Ruby Package Management with gem

Ruby’s package management system is known as RubyGems, and packages or modules distributed using RubyGems are called “gems.” RubyGems makes it easy to install Ruby software and can automatically manage complex dependencies between packages.

The frontend script for RubyGems is gem, and it’s distributed with Ruby 1.9 just as irb and ri are. In Ruby 1.8, you must install it separately—see http://rubygems.org. Once the gem program is installed, you might use it like this:

# gem install rails
Successfully installed activesupport-1.4.4
Successfully installed activerecord-1.15.5
Successfully installed actionpack-1.13.5
Successfully installed actionmailer-1.3.5
Successfully installed actionwebservice-1.2.5
Successfully installed rails-1.2.5
6 gems installed
Installing ri documentation for activesupport-1.4.4...
Installing ri documentation for activerecord-1.15.5...
...etc...

As you can see, the gem install command installs the most recent version of the gem you request and also installs any gems that the requested gem requires. gem has other useful subcommands as well. Some examples:

gem list               # List installed gems
gem enviroment         # Display RubyGems configuration information
gem update rails       # Update a named gem
gem update             # Update all installed gems
gem update --system    # Update RubyGems itself
gem uninstall rails    # Remove an installed gem

In Ruby 1.8, the gems you install cannot be automatically loaded by Ruby’s require method. (See Loading and Requiring Modules for more about loading modules of Ruby code with the require method.) If you’re writing a program that will be using modules installed as gems, you must first require the rubygems module. Some Ruby 1.8 distributions are preconfigured with the RubyGems library, but you may need to download and install this manually. Loading this rubygems module alters the require method itself so that it searches the set of installed gems before it searches the standard library. You can also automatically enable RubyGems support by running Ruby with the -rubygems command-line option. And if you add -rubygems to the RUBYOPT environment variable, then the RubyGems library will be loaded on every invocation of Ruby.

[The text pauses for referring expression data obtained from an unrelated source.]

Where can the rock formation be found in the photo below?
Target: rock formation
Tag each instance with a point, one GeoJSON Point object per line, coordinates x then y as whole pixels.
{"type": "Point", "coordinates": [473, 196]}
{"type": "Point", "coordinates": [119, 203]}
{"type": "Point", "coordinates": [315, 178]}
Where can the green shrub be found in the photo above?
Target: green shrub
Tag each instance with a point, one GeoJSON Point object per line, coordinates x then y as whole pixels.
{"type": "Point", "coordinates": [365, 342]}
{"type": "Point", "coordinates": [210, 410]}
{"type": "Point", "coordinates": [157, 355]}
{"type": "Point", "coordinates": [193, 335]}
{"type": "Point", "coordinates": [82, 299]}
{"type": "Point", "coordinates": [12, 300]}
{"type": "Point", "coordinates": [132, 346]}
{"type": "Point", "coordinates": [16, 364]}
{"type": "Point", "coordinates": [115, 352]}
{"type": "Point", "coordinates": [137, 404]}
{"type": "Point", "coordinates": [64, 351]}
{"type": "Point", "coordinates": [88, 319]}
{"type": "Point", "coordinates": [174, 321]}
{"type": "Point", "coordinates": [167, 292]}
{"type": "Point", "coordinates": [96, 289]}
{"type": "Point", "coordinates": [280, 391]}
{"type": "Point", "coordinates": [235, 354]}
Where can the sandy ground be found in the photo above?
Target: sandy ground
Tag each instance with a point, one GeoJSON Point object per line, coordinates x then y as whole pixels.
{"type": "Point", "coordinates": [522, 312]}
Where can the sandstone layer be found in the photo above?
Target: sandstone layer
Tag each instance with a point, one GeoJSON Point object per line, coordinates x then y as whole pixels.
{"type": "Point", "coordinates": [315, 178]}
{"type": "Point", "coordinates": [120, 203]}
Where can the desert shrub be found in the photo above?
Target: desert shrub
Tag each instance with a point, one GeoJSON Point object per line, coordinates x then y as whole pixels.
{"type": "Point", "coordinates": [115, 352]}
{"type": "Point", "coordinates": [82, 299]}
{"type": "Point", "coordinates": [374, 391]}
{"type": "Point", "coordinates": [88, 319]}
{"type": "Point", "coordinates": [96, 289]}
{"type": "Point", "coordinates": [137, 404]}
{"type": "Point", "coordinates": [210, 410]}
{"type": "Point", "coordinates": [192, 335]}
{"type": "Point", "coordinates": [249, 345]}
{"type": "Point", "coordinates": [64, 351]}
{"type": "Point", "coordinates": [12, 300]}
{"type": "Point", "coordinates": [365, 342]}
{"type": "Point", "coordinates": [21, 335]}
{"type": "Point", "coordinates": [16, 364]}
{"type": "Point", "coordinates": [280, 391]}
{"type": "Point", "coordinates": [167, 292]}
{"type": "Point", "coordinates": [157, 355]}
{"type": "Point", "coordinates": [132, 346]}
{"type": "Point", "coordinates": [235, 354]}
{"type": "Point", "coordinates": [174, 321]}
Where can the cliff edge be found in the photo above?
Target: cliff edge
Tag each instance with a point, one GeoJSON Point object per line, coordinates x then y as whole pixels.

The rubygems module is part of the standard library in Ruby 1.9, but it is no longer required to load gems. Ruby 1.9 knows how to find installed gems on its own, and you do not have to put require 'rubygems' in your programs that use gems.

When you load a gem with require (in either 1.8 or 1.9), it loads the most recent installed version of the gem you specify. If you have more specific version requirements, you can use the gem method before calling require. This finds a version of the gem matching the version constraints you specify and “activates” it, so that a subsequent require will load that version:

require 'rubygems'               # Not necessary in Ruby 1.9
gem 'RedCloth', '> 2.0', '< 4.0' # Activate RedCloth version 2.x or 3.x
require 'RedCloth'               # And now load it

You’ll find more about require and gems in The Load Path. Complete coverage of RubyGems, the gem program, and the rubygems module are beyond the scope of this book. The gem command is self-documenting—start by running gem help. For details on the gem method, try ri gem. And for complete details, see the documentation at http://rubygems.org.

More Ruby Tutorials

This chapter began with a tutorial introduction to the Ruby language. You can try out the code snippets of that tutorial using irb. If you want more tutorials before diving into the language more formally, there are two good ones available by following links on the http://www.ruby-lang.org home page. One irb-based tutorial is called “Ruby in Twenty Minutes.”[*] Another tutorial, called “Try Ruby!”, is interesting because it works in your web browser and does not require you to have Ruby or irb installed on your system.[]

Ruby Resources

The Ruby web site (http://www.ruby-lang.org) is the place to find links to other Ruby resources, such as online documentation, libraries, mailing lists, blogs, IRC channels, user groups, and conferences. Try the “Documentation,” “Libraries,” and “Community” links on the home page.



[1] Opinions differ as to what “ri” stands for. It has been called “Ruby Index,” “Ruby Information,” and “Ruby Interactive.”